Stephen B. Young is Katherine Kersten in drag
And I can prove it. Just read this. Now that Katherine Kersten doesn’t appear in the Strib so often, Young is it go-to guy for turgid polemics about American decline. His op-ed piece on Sunday the 7th of January (in the paper edition) was an epic vent-a-thon and an avatar for the genre.
Before continuing, let me say, students, be sure not to cite Young’s article in your school papers, unless the subject is the progress of psychosis.
Young has an obvious attachment to the romance of the war in Vietnam; he has written about it in the Strib before.

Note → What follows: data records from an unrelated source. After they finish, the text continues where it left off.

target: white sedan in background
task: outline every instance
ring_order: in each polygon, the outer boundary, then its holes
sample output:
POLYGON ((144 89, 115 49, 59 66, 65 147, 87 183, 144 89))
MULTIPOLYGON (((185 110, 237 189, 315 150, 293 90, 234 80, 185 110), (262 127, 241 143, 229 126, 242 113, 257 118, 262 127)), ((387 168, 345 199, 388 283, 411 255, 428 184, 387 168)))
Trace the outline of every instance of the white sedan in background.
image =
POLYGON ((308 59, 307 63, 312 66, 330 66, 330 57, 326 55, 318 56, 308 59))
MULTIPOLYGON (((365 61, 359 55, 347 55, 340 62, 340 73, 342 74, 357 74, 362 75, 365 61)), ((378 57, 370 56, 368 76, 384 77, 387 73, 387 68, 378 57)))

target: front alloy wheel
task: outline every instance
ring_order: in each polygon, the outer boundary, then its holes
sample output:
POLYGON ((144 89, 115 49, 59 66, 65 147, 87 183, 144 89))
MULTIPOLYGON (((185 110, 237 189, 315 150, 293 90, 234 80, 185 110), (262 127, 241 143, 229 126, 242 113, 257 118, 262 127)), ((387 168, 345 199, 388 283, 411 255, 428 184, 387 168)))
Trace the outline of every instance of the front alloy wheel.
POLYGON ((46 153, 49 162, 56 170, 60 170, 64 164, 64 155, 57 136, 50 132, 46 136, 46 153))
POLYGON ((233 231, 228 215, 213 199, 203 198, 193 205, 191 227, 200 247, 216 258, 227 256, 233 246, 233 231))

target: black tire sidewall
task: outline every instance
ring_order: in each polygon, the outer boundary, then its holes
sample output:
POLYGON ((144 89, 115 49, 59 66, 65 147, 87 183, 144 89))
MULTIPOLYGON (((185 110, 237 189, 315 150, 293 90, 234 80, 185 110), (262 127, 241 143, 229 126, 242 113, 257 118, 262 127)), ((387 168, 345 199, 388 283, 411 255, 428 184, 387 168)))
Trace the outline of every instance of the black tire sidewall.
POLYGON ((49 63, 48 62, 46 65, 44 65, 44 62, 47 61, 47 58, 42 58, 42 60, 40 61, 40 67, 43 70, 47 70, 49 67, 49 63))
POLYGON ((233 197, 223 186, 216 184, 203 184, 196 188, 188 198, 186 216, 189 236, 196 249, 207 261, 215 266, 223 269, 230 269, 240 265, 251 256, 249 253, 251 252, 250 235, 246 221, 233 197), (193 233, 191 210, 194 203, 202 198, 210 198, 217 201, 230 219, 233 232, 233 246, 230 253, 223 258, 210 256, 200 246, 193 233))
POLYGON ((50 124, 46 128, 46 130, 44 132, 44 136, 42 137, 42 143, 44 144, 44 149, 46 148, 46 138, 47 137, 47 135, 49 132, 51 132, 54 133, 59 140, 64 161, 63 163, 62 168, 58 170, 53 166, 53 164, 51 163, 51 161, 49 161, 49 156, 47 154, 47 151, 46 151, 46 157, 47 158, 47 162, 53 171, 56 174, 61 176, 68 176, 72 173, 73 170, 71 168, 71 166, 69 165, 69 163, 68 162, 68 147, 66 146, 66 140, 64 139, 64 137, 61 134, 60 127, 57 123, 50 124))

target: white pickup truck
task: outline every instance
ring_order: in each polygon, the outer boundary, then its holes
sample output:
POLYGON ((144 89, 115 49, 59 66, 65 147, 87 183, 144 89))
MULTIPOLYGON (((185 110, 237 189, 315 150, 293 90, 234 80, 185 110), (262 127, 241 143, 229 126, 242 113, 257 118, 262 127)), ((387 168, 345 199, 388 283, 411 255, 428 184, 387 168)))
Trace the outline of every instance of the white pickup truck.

He was in Vietnam for part of the war, not as a soldier as I recall, but as some kind of civilian evangelist for the American Way, sort of a latter-day Quiet American, perhaps. He has harbored a bitterness against all the dirty hippies, and Uncle Walter Cronkite, too, for tanking the war. Young is oblivious to the fact that the Vietnam war was pre-tanked long before 1968 and the events he complains about in his op-ed. But his point is a common conservative canard. Here’s the lede:
When the complete history of the decline and fall of the American nation comes to be written, the turning point toward failure will not be recorded as the election of Donald Trump in 2016. It will be found among the events of 1968.
The year 1968 featured the Tet Offensive, the assassination of two anti-war activists, Martin Luther King, Jr. and Robert Kennedy, and the police riot (because that is what it was, incited by Chicago’s mayor, Richard Daley) at the Democratic National Convention.
The most trusted journalist in America at time, probably ever, Walter Cronkite, returned from a trip to Vietnam after Tet (he’d been there before), and told us at the end of a newscast that the best we could hope for was an ugly war of attrition and stalemate in Vietnam. Robert McNamara, the architect of the massive escalation of the war, resigned in February, 1968.
In his memoir, McNamara wrote that the U.S. should have begun to pull out of Vietnam in 1963. He also said this:
“I want to put Vietnam in context,” he writes, because he believes that Vietnam helped make the American people cynical about their Government and because “it is cynicism that makes Americans reluctant to support their leaders in the actions necessary to confront and solve our problems at home and abroad.”
So Stephen Young has it ass backwards. The hippies and the Yippies and all the anti-war protesters didn’t create the cynicism; they were the product of it, years in the making. I know this first hand.
Young writes that, as reported in the recent Ken Burns documentary, the Tet Offensive was a military failure for the North Vietnamese and the Vietcong. He didn’t see, apparently, all the footage of the growing misgivings and resistance to the war that had been building for years leading up to Tet. It was perhaps a military failure (it didn’t overthrow the South), but it was a huge strategic victory. After Tet, even our military and political leaders couldn’t maintain the fiction that we were winning. Young seems to lament that we didn’t stick another 50,000 men and women (yes, there are women on the wall, too) into the maw of that fruitless endeavor.
Young repeats another canard: the U.S. had never lost a war before Vietnam. You only have to look as far back as the Korean conflict to recognize what baloney that is. We were in retreat at the time of the cease-fire.
If you look at our expeditionary endeavors since World War Two: Korea, Vietnam, Afghanistan, and Iraq, we’ve never won a boots-on-the ground war since then. A lot of vets will tell you that it is hard to beat a dog in his own backyard.
Well, we did kick Grenada’s ass, and I guess Panama’s, too, so there is that.